Alex: The Life of a Child
- Author: Frank Deford
- Language: English
- Genre: Nonfiction
- Publication date: 1983
- Publication place: United States

= Alex: The Life of a Child =

1983 book and 1986 film

Alex: The Life of a Child is a biography and film about the life and death of Alexandra Deford from cystic fibrosis. After her death in 1980 at the age of eight, her father, Frank Deford, a sportswriter, was inspired to write a memoir about Alex three years later. The book depicts Alex's determination to make the best of her circumstances and brings awareness to the disease that took her life.

The book was adapted into a 1986 ABC film directed by Robert Markowitz and starring Craig T. Nelson as Frank Deford, Bonnie Bedelia as Carol Deford, and Gennie James as Alex Deford.

==Production==
Frank Deford pieced together a collection of his own memories and that of his wife, Carol, as well as interactions from Alex's classmates, nurses, and hospital volunteers. The story of her life is mostly written in chronological order with certain recollections from her final years weaved in between. The final pages are an epilogue describing the Deford family's experiences after her death.

== Synopsis ==
Due to the progression of her disease, Alexandra grew thin and could barely laugh without pronounced coughing from the accumulated mucus in her lungs. Her nails took on a clubbed appearance characteristic of the lack of oxygen due to CF, and her father recalled their being a source of anxiety and embarrassment for Alex as they drew unwanted attention from strangers. Her daily routine consisted of taking various medications and getting her chest "percussed" (postural drainage) by her parents to clear her lungs of mucus, which Frank Deford described as an unpleasant and painful experience for Alex. The book depicted Alex's distress with her recurrent visits to the hospital and feeling lonesome and missing her home and family as well as social activities. Her classmates portrayed Alex as a child that did not use her disease to draw personal attention to herself and that she loved to laugh and be involved in everything. Many chapters of the book show Alex's love for dress-up and elaborate jewelry that was gaudy and glittering. Frank Deford wrote of several instances during Alex's illness in which she would have insight into matters that were precocious for children her age. She was protective of and concerned about her family; frequently diverting them from being sad in moments when she was hurting. She was especially worried about her older brother Christian, who she felt might feel overshadowed by the attention her disease was consuming. As the years went by, she began to ask more and more questions about death of those she entrusted to tell her the truth, as she was beginning to come to terms with and realize her fate.

The start of third grade was the beginning of the end for Alex when she had a pneumothorax (collapsed lung) after experiencing prior lung hemorrhages (hemoptysis). After a minor improvement, she suffered a second lung collapse, which was initially dismissed when the on-call doctor ignored Alex's severe symptoms. After this setback, her illness progressively worsened. Due to Alex's advanced lung disease, and the risk of further hemoptysis and another potential collapse, Alex's doctor advised the Defords discontinue her chest therapy. After her release from hospital, Alex's condition deteriorated markedly. She survived through the holidays. On January 19, 1980, Alex died in her home surrounded by her parents.

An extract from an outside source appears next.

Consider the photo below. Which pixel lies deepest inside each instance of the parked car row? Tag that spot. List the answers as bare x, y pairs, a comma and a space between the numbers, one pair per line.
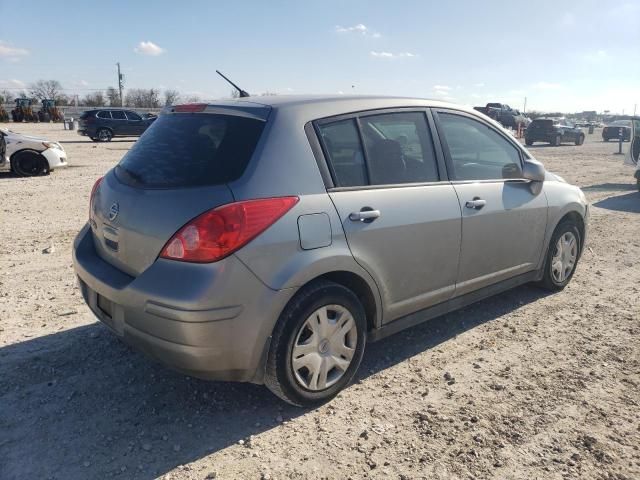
553, 131
617, 129
302, 228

Exactly a year after their daughter's burial, Frank and Carol Deford adopted a baby girl from the Philippines. Frank was apprehensive at the idea of what he initially felt would be "replacing" Alex. Carol pointed out that their adopting a child would fulfill one of Alex's nightly prayers; that poor children might come to the United States. Frank dedicated Alex's memoir to his adopted daughter Scarlet so that she would understand Alex's struggle with cystic fibrosis.

== Reception ==
John O'Connor wrote about the film depiction of Deford's book of Alex in a review for The New York Times, writing it is "generally shrewd enough to let the intrinsically affecting story tell itself. For the most part, there is no belaboring the obvious. This is an instance where a television movie decidedly transcends its formula." In the Richmond Times review: "Don't miss 'Alex: The Life of a Child'." Katherine Phillips states that "The painful realities of cystic fibrosis are given stark visual life – a romp with her father leaves Alex coughing blood, and the inability to catch her breath leaves her crying in helpless fright and anger." Reviewing for The San Francisco Chronicle, Donald Chase writes that Alex's "extraordinary, heart-rending humor and nobility during her painful ordeal" are "captured in the film".

Frank Deford and the book were listed as a stepping stone to advancing the wider awareness of cystic fibrosis, and of the Cystic Fibrosis Foundation, where Deford was on the Board of Trustees from 1982 to 1999.